Suffering the consequences of bad service

Having moved to being independent three years ago, after 24 years of working for a major bank, I actually found the job satisfaction enormous for two years. Maybe it is partly due to the increasing volume of business I take on, but the last six months have been made a misery by the lack of knowledge of lenders’ staff, which continually makes a fool of brokers in front of their clients.

I’ve always known that you needed to ring most help desks several times and obtain the same answer before you had a 50/50 chance of it being correct, but nowadays, many of the business development managers (BDMs) are just as bad. It’s not their fault; they are young and have to learn, as I did. It is the lenders who promote them to frontline positions because they are inexpensive and more easily brain-washed that are to blame. Fewer BDMs have any clout. Like Nigel, I suspect, my clients know I fight their corner very hard. Like me, he will make mistakes but we suffer the consequences. When a representative of a lender tells us rubbish, again, we suffer. They don’t.

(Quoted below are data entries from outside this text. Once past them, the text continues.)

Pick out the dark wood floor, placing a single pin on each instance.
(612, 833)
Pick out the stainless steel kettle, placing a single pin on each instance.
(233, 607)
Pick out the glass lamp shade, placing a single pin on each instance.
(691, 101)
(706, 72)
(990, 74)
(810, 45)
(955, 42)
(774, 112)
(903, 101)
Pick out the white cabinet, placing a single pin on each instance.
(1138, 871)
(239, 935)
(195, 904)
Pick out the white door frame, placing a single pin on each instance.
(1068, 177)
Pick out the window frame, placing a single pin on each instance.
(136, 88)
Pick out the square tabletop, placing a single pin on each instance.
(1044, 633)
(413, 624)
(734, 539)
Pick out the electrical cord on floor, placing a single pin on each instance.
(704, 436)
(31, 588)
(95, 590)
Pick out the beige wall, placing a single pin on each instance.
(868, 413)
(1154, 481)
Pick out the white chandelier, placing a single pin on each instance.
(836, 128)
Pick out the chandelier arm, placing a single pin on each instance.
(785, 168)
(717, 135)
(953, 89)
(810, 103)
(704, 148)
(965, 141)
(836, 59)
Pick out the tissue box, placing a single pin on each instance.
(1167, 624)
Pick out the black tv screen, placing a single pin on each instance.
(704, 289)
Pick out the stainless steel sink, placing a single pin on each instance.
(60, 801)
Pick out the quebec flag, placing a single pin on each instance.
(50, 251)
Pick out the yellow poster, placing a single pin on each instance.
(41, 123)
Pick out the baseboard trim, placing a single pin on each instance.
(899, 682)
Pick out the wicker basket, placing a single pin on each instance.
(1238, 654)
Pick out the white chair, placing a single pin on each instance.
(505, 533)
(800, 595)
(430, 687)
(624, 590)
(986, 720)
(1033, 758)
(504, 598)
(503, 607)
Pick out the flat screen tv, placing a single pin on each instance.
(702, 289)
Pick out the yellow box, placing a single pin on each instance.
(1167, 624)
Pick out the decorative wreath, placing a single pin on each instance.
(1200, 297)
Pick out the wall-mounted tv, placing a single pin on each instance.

In the last month I have had the following from three different lenders:

  • Four attempts to obtain a correct Key Facts Illustration (KFI) from a major lender’s template. The information I supplied was correct. The final version was still not 100 per cent but was the best the lender’s system could do.
  • I was told by a BDM, two staff members and two sourcing systems that my client could have their mortgage direct debited to an offset savings account. They can’t.
  • I was told by a BDM that a home buyer report was charged net of basic valuation fee on their free valuations deal. It is not.
It is still a joy to help clients, but the job is just turning into an obstacle course.